Thursday, September 09, 2010 8:52 AM
A bit invasive! You must be kidding. It is very hard to eradicate and they love to come up everywhere. The roots go down to China.
Friday, September 10, 2010 4:55 PM
They car every invasive and almost considered a noxious weed by some in this area. The only way I have heard of to grow and enjoy one is to have lots of space, don't prune in any way during the growing season and if possible plant inside a hole lined with an impervious material such as metal or hard plastic. My neighbor cut the bottom out of an old garbage can, sunk it about 18 inches in the ground and has not had a problem with suckers showing up anywhere. The theory is the suckers will only go so deep and then give up or come back up next to the original plant. Worth trying if you really want to add one to your yard. I get to enjoy my neighbors'.
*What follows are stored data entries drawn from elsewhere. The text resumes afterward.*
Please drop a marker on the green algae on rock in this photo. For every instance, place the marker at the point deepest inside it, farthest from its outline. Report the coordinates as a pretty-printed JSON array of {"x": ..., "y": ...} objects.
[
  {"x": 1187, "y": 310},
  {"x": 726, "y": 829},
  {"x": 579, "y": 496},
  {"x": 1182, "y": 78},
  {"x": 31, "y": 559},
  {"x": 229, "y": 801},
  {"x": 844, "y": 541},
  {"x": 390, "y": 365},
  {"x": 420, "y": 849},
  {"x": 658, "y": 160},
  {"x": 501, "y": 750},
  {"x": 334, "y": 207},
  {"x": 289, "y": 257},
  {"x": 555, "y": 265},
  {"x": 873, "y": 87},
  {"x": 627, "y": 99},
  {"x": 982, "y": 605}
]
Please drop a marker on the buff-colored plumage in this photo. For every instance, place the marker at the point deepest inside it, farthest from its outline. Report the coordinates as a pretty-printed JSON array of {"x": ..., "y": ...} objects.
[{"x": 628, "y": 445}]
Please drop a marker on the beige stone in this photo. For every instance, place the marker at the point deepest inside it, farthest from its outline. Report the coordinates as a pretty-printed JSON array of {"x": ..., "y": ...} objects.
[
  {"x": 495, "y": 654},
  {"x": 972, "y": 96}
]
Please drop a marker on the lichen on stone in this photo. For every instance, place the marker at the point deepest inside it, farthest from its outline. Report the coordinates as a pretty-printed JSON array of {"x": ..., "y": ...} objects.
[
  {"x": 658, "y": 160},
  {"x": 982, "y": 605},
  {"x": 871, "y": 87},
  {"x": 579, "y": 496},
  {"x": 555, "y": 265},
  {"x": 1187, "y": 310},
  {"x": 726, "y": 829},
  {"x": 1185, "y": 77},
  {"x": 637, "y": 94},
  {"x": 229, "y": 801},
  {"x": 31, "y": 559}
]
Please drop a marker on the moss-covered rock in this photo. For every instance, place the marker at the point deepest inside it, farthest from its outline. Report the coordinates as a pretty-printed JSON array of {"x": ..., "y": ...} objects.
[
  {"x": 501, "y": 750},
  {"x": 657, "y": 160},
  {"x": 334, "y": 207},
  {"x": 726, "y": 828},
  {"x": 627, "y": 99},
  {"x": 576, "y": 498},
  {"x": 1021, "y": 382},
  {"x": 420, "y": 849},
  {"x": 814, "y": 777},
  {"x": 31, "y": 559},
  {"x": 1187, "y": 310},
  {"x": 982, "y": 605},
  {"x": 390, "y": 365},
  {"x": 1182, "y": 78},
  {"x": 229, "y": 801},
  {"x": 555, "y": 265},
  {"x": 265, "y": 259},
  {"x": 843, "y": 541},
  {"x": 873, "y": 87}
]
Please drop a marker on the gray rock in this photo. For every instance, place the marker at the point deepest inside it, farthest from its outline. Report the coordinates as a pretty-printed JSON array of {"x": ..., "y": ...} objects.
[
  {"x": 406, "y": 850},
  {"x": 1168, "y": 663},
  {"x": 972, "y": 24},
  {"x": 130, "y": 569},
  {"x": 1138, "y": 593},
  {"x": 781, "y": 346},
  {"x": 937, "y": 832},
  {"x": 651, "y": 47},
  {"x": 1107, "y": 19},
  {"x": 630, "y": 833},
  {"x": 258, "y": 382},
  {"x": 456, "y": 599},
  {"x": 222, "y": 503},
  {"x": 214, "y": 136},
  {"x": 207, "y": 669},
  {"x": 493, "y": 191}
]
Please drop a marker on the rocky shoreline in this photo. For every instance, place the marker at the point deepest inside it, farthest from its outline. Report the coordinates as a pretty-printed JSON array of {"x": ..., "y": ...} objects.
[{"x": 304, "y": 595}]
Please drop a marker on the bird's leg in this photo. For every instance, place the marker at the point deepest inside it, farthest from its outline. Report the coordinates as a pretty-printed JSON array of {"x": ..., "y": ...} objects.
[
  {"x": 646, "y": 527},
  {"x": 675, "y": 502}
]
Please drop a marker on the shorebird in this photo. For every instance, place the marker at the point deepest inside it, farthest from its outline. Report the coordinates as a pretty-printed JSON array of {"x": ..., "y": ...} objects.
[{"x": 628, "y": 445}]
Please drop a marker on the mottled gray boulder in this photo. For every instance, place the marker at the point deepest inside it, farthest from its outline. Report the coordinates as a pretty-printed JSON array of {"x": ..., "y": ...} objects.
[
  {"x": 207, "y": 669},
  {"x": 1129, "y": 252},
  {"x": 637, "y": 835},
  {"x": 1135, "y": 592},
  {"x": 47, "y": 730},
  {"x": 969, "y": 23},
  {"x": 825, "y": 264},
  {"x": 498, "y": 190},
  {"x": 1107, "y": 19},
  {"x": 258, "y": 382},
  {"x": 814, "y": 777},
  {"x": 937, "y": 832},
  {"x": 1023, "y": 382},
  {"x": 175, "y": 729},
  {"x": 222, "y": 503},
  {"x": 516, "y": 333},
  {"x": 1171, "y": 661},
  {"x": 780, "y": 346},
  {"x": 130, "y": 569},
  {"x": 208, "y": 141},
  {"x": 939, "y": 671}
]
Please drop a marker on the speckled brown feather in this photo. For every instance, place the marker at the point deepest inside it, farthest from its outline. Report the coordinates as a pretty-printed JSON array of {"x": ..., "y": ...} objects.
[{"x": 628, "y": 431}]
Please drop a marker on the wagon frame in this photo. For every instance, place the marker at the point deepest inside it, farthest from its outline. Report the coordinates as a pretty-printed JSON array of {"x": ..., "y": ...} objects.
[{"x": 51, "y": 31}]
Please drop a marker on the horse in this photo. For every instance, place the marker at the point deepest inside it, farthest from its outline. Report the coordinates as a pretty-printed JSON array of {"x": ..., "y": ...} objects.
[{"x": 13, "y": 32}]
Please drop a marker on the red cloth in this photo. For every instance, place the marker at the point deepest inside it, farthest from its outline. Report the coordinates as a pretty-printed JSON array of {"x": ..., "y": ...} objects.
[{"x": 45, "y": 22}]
Saturday, September 11, 2010 3:04 PM
Love the trumpet vine. I have one hedge area of 20 feet long and one on a pole at different sides of the property. And yes they can be invasive, but I just use the mower and the trimmer to keep them in line. You can always find hummingbirds busy around them, and the bright red-orange flowers are attractive which gives a tropical look in the yard.
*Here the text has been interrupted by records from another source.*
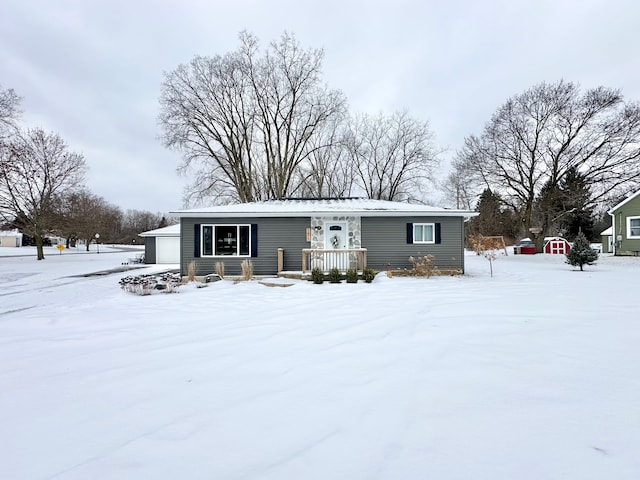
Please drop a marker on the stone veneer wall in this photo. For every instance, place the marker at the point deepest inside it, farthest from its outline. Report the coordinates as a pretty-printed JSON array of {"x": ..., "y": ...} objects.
[{"x": 353, "y": 230}]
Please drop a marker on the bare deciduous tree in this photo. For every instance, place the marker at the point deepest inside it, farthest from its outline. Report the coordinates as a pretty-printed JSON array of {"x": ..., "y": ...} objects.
[
  {"x": 83, "y": 214},
  {"x": 535, "y": 138},
  {"x": 245, "y": 122},
  {"x": 38, "y": 172},
  {"x": 9, "y": 112},
  {"x": 329, "y": 172},
  {"x": 393, "y": 157}
]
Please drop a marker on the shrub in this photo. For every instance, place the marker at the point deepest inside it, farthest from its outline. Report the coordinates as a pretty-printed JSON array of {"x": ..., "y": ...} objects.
[
  {"x": 581, "y": 252},
  {"x": 220, "y": 269},
  {"x": 317, "y": 276},
  {"x": 423, "y": 266},
  {"x": 334, "y": 275},
  {"x": 147, "y": 284},
  {"x": 368, "y": 274},
  {"x": 352, "y": 275},
  {"x": 247, "y": 270}
]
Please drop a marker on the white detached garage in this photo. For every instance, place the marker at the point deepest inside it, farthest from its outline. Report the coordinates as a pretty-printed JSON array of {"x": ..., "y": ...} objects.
[{"x": 162, "y": 245}]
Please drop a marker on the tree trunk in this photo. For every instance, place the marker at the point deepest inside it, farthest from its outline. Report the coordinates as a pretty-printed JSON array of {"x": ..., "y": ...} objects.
[{"x": 39, "y": 243}]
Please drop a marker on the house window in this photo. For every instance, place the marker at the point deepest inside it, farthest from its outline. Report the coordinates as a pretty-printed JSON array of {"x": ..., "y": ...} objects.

Wednesday, September 15, 2010 12:37 AM
I have 2 on a trellis facing South that probably doesn't get enough sunlight but I love the foliage anyway. How long does it take for them to bloom?
Friday, April 29, 2011 10:45 PM
please someone HELP...how do you kill this invasive plant ?
Tuesday, August 09, 2011 6:48 AM
I think they are a Beautiful plant!! I have been wanting to get one started in my yard!! I see them growing everywhere in the wild!!Thanks for the tips!! I havebeen wondering if they seed!!I know they get a long green looking bean that grows off of them!!wasn't sure if it was a seed pod!!But could never get seeds out of it!! But now I know I can take a cutting!! Thank y'all!!